Most of them will die without a last will and testament.

For many of them, the difficulty of their deaths will be compounded for their families by the lack of estate planning.

“For most people, they don’t know what can go wrong,” Mr. Nolan said.

In one case, the owner of a corporation died without a will, leaving his second wife and three children from a prior marriage to sort out his estate.

“All of them disliked each other,” he said.

Virginia law made the deceased man’s second wife executor of his estate, but not before the children tried to intervene with a lawsuit and a “vexatious attorney,” Mr. Nolan said. “It was a horrible three-year experience to try to settle the estate.”

Gary Altman, a Rockville probate lawyer, described a case in which an estate plan averted a family fight.

A client wanted his two children to receive income from his estate, but was concerned how they would spend the money if they received it in a lump sum. He also wanted to avoid arguments between the brother and sister if one was appointed executor of the estate.

The man willed his estate to a trust account and made his local bank the trustee.

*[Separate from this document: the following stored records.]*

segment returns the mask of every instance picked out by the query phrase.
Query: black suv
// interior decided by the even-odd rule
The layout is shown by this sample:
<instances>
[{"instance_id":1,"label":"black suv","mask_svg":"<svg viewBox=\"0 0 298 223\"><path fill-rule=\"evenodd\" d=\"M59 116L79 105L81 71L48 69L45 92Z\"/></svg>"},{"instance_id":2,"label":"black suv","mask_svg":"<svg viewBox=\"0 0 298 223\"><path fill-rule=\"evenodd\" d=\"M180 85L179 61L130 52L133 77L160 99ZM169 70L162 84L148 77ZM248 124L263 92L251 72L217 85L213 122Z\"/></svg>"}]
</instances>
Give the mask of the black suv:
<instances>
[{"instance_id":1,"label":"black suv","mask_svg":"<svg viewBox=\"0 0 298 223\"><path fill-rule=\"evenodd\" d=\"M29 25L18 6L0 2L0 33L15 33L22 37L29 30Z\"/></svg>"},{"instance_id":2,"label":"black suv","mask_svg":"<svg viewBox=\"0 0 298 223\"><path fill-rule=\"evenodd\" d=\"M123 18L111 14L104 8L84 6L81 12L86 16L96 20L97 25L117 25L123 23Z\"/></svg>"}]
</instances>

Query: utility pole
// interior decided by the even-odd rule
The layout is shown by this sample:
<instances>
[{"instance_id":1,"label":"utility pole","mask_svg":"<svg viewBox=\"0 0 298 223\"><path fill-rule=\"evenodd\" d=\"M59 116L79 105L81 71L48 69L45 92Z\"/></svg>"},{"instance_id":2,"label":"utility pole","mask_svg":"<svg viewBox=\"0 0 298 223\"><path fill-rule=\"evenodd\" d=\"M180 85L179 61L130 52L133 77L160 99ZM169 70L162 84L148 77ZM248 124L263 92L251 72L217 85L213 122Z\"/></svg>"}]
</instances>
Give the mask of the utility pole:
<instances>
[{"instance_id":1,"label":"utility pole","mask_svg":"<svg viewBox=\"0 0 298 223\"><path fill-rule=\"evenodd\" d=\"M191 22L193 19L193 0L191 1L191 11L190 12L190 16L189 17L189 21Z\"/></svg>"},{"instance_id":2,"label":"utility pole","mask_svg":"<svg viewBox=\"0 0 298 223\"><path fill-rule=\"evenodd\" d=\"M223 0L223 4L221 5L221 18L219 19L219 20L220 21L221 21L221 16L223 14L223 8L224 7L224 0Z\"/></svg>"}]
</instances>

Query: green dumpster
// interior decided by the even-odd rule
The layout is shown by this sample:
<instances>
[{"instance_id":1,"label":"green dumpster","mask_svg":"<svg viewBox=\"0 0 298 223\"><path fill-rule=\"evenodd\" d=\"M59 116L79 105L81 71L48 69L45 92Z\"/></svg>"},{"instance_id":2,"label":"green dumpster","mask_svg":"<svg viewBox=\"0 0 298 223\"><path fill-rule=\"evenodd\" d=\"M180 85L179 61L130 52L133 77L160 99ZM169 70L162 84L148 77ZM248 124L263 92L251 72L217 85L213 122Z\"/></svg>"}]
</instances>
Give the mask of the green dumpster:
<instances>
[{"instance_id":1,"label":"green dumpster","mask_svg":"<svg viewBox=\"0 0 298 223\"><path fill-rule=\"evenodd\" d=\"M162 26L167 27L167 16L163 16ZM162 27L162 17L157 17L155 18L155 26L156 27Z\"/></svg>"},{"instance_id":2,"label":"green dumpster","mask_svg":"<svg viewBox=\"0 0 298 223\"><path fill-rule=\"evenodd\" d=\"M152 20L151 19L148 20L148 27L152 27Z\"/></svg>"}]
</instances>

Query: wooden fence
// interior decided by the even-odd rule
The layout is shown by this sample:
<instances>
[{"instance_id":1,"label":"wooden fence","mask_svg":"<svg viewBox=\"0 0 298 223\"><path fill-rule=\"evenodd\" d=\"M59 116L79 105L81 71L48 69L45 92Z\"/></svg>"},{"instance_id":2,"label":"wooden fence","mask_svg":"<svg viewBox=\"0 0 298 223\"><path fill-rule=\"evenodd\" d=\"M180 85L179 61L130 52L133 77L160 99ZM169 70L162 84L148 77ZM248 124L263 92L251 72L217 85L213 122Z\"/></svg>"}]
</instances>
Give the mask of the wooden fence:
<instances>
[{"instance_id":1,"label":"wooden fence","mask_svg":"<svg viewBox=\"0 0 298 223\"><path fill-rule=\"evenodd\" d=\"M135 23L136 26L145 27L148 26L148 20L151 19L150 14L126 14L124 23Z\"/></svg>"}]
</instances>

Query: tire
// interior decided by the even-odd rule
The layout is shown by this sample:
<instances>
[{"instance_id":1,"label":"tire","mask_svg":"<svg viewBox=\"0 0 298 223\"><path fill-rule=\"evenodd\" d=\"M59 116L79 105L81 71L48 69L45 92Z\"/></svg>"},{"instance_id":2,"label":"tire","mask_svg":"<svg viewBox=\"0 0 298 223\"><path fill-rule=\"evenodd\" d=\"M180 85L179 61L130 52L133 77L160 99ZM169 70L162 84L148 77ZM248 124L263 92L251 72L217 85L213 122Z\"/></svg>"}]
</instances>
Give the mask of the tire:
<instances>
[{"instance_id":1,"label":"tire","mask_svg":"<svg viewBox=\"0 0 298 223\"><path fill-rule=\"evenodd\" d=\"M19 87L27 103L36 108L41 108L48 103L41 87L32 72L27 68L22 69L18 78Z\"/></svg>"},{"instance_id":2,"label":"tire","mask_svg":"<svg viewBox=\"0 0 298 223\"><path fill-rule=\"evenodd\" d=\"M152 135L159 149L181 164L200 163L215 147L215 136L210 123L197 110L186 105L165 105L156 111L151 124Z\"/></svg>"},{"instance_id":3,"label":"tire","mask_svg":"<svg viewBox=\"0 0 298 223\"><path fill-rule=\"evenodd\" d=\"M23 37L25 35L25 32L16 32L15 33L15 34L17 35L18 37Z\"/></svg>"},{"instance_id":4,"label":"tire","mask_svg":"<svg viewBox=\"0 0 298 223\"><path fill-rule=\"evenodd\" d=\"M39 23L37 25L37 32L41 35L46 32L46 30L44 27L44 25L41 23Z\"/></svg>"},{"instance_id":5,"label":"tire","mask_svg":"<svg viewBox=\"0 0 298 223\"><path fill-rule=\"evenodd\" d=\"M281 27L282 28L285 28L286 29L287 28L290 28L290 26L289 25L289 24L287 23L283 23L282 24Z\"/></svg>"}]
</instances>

“He and his sister are getting along great,” Mr. Altman said. “Clear documents, the right trustee, have helped to avoid a family fight and discord between two siblings.”

Some probate lawyers warn against inexpensive wills that can be purchased at retail stores or over the Internet.

“Many of these Internet will kits purport to be applicable in every state when, in fact, in examining most of the Internet will packages, they are not tailored to nuances under state law or unique family situations,” said Leigh-Alexandra Basha, a Washington probate lawyer.

Differences in state law can have a significant effect on how an estate is distributed, she said.

“For example, in Virginia there is the Small Estates Act for smaller estates whose threshold is constantly rising,” Mrs. Basha said. “Maryland offers a modified administration, and Washington offers unsupervised administration.”

She also noted that the District, Maryland and Virginia require different kinds and amounts of documents to resolve an estate.

A failure to have a legally correct will can result in state courts getting authority over an estate and creditors seizing the assets.

“These may seem like simple things to you,” said Judy Redpath, president of the Financial Planning Association of the National Capital Area. “I promise you, in the middle of a crisis, they are not.”